BAR DOS SONHOS

Nas andanças pelas noites, nos idos tempos de adolescente, sereno molhando os cabelos longos e o estômago judiado das tantas manguaças, pedindo uma migalha qualquer para acalmar as broncas do intestino barulhento, eu já buscava um bar para apaziguar o espírito, molhar o ânimo e aliviar as pernas . A garganta seca e a vontade de mais um gole, para encorajar o espírito e fomentar argumentos para quando chegasse em casa, eu já procurava um bar. E claro, um rango qualquer, um misto quente, uma cochinha de galinha do dia anterior ou mesmo um pastel velho já seria suficiente.

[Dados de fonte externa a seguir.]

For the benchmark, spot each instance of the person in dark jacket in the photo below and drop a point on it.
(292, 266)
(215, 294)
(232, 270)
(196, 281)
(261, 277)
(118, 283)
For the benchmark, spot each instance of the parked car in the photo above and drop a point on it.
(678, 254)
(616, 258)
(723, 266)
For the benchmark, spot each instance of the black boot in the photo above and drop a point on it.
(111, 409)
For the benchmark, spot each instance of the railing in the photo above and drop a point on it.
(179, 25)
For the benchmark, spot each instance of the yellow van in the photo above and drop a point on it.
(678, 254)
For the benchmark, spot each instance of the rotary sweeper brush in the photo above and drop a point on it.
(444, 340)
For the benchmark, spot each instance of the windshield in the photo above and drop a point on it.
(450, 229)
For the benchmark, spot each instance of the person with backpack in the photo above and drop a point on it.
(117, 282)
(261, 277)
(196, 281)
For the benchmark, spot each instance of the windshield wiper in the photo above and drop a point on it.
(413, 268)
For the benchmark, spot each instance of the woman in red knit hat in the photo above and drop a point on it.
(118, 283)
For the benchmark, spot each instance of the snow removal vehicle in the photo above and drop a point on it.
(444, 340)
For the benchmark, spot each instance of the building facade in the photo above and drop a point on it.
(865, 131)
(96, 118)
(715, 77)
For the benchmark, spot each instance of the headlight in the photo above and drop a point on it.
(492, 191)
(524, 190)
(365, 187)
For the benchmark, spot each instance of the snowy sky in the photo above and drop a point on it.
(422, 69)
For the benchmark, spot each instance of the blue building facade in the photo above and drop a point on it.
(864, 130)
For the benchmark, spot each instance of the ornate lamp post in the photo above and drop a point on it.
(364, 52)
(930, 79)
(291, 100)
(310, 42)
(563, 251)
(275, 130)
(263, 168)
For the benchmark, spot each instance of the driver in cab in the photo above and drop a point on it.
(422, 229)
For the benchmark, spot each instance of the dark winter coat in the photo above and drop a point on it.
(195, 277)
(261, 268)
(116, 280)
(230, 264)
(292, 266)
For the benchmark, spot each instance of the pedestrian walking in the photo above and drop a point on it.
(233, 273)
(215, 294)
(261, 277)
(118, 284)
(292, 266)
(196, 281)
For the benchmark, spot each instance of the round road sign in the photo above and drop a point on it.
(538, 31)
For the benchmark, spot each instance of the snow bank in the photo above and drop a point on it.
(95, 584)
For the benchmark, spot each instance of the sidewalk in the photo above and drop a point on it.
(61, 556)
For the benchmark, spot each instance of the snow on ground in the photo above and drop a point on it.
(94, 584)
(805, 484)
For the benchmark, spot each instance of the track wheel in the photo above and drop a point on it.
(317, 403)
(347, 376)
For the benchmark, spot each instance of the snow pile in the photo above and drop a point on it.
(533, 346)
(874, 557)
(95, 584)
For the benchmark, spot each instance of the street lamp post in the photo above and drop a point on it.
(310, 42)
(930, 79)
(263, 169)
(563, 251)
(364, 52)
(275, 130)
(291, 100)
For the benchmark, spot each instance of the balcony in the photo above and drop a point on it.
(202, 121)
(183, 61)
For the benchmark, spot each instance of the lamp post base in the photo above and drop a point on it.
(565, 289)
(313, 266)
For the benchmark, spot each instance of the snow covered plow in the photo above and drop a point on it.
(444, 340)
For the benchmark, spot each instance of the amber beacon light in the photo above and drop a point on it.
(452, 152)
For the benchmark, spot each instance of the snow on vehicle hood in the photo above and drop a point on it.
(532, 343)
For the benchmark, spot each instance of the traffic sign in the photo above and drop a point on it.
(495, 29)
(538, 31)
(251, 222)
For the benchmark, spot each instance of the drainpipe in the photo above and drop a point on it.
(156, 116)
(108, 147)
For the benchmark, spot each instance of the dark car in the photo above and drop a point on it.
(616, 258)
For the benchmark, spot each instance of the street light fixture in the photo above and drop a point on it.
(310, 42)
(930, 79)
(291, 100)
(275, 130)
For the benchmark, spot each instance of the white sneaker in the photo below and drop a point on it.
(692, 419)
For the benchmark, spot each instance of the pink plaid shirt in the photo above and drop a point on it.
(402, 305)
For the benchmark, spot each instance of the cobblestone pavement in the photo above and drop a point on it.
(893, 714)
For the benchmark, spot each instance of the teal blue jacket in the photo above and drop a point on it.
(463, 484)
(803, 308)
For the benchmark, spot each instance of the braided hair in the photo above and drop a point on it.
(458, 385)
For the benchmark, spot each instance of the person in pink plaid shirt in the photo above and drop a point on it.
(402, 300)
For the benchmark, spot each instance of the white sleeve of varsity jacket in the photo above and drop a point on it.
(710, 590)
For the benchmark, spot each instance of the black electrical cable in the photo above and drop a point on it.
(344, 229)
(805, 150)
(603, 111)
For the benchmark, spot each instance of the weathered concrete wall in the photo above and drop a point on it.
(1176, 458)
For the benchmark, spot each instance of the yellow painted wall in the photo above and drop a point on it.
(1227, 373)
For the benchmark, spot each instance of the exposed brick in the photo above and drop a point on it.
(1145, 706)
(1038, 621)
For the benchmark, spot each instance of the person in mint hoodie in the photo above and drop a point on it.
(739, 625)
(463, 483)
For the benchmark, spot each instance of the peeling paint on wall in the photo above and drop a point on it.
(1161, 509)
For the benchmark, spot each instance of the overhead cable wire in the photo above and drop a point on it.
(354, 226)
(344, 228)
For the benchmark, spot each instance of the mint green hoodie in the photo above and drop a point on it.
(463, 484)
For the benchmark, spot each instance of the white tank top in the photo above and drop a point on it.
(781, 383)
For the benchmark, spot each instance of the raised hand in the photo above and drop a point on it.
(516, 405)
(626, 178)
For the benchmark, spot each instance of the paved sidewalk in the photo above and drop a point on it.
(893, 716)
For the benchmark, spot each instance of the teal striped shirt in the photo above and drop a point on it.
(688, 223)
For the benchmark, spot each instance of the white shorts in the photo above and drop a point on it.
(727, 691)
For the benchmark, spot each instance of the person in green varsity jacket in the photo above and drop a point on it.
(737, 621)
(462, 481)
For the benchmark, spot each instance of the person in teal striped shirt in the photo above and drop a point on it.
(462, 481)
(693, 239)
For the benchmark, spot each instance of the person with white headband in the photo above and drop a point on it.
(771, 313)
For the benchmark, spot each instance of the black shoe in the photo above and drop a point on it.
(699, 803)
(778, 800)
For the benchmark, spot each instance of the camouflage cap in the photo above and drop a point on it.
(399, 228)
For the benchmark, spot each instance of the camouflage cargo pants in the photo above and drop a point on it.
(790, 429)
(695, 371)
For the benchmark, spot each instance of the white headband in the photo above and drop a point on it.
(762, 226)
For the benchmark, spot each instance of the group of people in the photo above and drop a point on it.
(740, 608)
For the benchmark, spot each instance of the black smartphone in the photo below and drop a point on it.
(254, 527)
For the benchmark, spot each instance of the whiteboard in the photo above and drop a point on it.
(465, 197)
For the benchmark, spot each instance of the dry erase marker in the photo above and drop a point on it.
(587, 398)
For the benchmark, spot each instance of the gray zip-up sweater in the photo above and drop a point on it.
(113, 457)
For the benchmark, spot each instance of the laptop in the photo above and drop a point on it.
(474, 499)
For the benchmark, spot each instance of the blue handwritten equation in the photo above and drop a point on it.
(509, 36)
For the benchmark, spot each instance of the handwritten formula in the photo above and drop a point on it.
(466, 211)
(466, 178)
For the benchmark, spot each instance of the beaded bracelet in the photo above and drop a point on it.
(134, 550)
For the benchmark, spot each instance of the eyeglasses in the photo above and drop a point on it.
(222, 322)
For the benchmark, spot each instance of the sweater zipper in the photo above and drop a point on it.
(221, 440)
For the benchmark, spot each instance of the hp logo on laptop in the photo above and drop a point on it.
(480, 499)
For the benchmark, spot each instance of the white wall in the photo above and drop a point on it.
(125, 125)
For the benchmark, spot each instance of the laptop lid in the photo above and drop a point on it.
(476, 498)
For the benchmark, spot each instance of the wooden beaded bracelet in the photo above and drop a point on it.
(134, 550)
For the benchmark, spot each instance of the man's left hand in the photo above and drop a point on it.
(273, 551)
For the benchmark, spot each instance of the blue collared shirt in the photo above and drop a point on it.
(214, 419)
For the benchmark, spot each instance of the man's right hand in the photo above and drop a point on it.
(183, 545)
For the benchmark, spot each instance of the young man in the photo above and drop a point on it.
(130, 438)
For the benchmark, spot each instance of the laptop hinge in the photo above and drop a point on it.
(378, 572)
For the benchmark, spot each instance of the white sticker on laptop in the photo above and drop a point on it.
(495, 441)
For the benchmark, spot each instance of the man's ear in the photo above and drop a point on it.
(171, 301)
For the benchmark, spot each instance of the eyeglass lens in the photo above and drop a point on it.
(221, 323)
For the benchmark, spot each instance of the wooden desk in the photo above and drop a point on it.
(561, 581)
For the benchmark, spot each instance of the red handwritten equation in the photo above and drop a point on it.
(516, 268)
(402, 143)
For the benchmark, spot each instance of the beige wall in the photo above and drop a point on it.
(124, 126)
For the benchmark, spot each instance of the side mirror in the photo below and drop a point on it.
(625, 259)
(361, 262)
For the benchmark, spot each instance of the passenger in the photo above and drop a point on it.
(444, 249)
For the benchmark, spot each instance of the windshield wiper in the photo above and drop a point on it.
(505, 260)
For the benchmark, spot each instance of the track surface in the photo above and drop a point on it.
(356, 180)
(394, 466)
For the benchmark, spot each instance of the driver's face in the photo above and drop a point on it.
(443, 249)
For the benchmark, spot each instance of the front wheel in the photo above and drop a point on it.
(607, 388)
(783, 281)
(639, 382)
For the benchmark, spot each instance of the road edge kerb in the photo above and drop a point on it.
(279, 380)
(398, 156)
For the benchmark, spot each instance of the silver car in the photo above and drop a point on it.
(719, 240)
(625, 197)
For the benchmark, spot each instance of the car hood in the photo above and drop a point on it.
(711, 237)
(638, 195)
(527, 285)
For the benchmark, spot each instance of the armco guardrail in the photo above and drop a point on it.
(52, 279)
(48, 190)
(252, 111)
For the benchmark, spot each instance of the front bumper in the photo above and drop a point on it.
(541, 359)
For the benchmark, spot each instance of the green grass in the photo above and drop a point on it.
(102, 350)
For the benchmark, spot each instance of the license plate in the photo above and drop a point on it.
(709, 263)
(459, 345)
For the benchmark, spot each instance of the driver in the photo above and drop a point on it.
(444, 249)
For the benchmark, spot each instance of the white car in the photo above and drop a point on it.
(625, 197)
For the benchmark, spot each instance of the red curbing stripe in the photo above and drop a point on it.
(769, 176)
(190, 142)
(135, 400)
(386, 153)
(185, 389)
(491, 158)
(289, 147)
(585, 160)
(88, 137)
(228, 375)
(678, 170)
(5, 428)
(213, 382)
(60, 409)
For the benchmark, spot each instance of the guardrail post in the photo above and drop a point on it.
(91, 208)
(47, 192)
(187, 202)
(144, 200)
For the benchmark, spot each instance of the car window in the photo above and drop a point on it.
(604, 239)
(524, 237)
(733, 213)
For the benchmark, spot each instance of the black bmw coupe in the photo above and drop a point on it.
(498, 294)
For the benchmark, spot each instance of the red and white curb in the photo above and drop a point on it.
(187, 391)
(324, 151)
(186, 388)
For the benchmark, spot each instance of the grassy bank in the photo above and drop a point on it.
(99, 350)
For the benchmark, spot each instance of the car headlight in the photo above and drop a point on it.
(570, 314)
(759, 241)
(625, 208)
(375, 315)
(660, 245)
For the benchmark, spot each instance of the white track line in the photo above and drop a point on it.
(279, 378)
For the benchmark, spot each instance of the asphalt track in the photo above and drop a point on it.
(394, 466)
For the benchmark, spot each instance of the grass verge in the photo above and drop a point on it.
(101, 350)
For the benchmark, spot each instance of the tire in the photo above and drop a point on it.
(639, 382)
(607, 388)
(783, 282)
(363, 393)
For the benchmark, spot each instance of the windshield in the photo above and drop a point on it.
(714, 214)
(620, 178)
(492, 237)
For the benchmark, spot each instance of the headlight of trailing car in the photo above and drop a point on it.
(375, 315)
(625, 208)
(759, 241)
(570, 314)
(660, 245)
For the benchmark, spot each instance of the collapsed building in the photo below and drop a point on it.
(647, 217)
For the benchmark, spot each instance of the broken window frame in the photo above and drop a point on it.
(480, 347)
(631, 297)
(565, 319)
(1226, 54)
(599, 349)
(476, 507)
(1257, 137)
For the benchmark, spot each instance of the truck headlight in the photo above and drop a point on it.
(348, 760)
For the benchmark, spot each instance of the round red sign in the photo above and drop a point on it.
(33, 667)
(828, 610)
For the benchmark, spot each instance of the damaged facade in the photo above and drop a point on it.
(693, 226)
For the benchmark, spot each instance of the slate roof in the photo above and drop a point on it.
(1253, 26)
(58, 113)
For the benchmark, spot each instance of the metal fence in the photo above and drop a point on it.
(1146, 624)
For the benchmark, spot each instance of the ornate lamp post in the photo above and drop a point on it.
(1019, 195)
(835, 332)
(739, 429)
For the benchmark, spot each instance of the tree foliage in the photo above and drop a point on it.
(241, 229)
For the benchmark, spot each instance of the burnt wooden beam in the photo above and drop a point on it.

Mais tarde, quando os dias já tinham me ensinado tanto, as noitadas já não eram tão inconseqüentes e o conhecimento adquirido vida afora já permitiam a troca, eu continuava querendo encontrar um bar. Um local que servisse não apenas para descansar as pernas ou calar os roncos do estômago vazio, mas onde pudesse entrar nas longas conversas despretensiosas, passeando pelos debates dos temas mais inusitados, até os que somente interessam àqueles que teimam em querer resolver os problemas do planeta, passando pelas questões políticas, existenciais, relacionamento, filosofia e tantos outros, buscando assim soluções mágicas, nem sempre práticas, mas sempre pragmáticas.

Um Bar. Tão somente um Bar. Mas um Bar onde não tivesse que tolerar imbecis e idiotas, mas que entre goles, prosas e versos, eu pudesse misturar o sabor da boemia, a inteligência dos argumentos, a irreverência do humor sadio e as amizades despojadas de qualquer interesse que não fosse unicamente a troca das idéias, a incitação ao pensar e ao saber. Evidente que não poderia descartar certo quinhão de intolerância e radicalidade, mas sempre de forma passageira, sem registro nem resquícios de mágoas ou desavenças que perdurassem além do calor das discussões.

Um bar sem porta, sem grades nas janelas, sem hora para abrir nem fechar. Que cada um entrasse e saísse quando bem lhe conviesse e que pudesse beber o que bem entendesse, do jeito que bem entendesse e que só pagasse se quisesse, quando e como quisesse. Tudo registrado a lápis, num caderno dependurado na parede atrás da porta, chamado de “carne seca”.

Aos parceiros que me acompanham e vivem a escutar as longas conversas deste butequeiro de carteirinha e maus hábitos - ou bons - pergunto o que seria da história se não houvesse quem a contasse. E como contá-la apenas em frases lacônicas, sem repassar as imagens que somente a dissertação e os pincéis regados com palavras podem pintar, feito telas que permitem a imaginação adentrar no quadro, perder-se nas imagens e sentir todas as cores, sentidos e sabores das histórias do viver.

Tudo bem. Não o encontrei na adolescência, na juventude. Mas encontrei agora e deixa então eu aqui ficar, ao bel prazer do livre e absoluto arbítrio, contando causos e abusando da paciência de quem , pacientemente, se dá ao gosto de ouvir (ler) minhas histórias, minhas mentirinhas casuísticas e minhas invenções fantasiosas do imaginário do pretenso poeta sonhador e metido a besta.

E não pensem que todo poeta é um boêmio. Muito menos que todos os boêmios sejam poetas. Não tem regra nessa relação, que até pode parecer incestuosa, mas não o é. Não mesmo. Apenas gosto de escrever meus versos, de vender a concreta ilusão das palavras adocicadas de verbos em pétalas que desfolham qual sorriso das tenras e delicadas donzelas ao avistarem seu possível príncipe.

E gosto também de um bar gostoso, uma cachaça vinda de boa fonte e guardada com o mesmo zelo com que se guarda a chave da porta dos fundos das amantes fortuitas, para serem usadas nas madrugadas serenas de final de boemia, quando a madrugada já esteja raiada do vermelho do sol que vai parindo do fundo da terra, acordando a passarinhada e a natureza.

Coisa boa essa possibilidade de ficar contando histórias e inventando causos, nunca mentirosos, mas também não isentos de algumas invenções e fantasias. Nessas conversas de bar, as palavras, verbos, versos e prosas, onde quase tudo pode ser contado, vale dizer que não é permitido contar mentiras. Não mesmo. Não se precisa, contudo, dizer somente e necessariamente a verdade.